Budget 2015: Arun Jaitley pushes for overhaul of regulatory, dispute resolution system4 min read . Updated: 01 Mar 2015, 12:48 AM IST
Finance minister emphasizes need to have procurement law
Finance minister emphasizes need to have procurement law
New Delhi: In a bid to simplify dispute resolution and regulatory procedures related to infrastructure, finance minister Arun Jaitley on Saturday unleashed a series of measures. The government, still dealing with the aftermath of coal and 2G allocation scams, is specifically targeting conflicts that public contracts in infrastructure give rise to. There is also a push to cut the red tape and eliminate time-consuming approval procedures.
As part of its aim to eliminate long-drawn legal battles arising out of public contracts and procurement, there is a push to bring in new laws as well as dispute resolution mechanisms.

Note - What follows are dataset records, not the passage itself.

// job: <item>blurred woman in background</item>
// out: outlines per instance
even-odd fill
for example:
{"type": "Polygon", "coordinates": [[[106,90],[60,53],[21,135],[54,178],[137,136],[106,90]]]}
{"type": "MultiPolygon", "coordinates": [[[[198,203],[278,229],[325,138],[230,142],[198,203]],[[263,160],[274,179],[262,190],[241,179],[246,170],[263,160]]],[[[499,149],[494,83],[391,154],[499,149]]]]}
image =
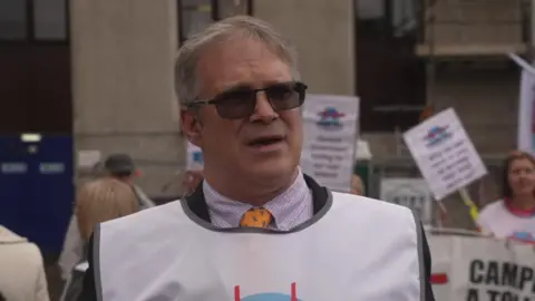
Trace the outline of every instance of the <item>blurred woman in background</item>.
{"type": "Polygon", "coordinates": [[[41,252],[0,225],[0,300],[48,301],[41,252]]]}
{"type": "Polygon", "coordinates": [[[351,194],[366,196],[364,183],[356,174],[351,176],[351,194]]]}
{"type": "MultiPolygon", "coordinates": [[[[99,223],[138,211],[139,202],[128,184],[113,177],[86,183],[78,191],[75,207],[80,237],[87,244],[93,230],[99,223]]],[[[86,270],[87,262],[85,260],[72,269],[61,300],[77,300],[86,270]]]]}
{"type": "Polygon", "coordinates": [[[481,232],[496,237],[535,241],[535,159],[525,152],[513,152],[504,164],[502,198],[483,208],[481,232]]]}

Stating that the government is “putting the scam, scandal and corruption Raj behind us", Jaitley announced the proposed arrival of Public Contract (Resolution of Disputes) Bill, which will “streamline the institutional arrangements for resolution of such disputes".
Additionally, he pointed out the need for the parliament to mull over a procurement law to counter “malfeasance in public procurement" and introducing an “institutional structure consistent with the UNCITRAL model" which gives best practices in public procurement.
Additionally, commercial disputes pending in the judicial system will be resolved more quickly with the setting up of “exclusive commercial divisions in various courts in India". A bill is likely to be tabled after consultation with concerned stakeholders, said Jaitley.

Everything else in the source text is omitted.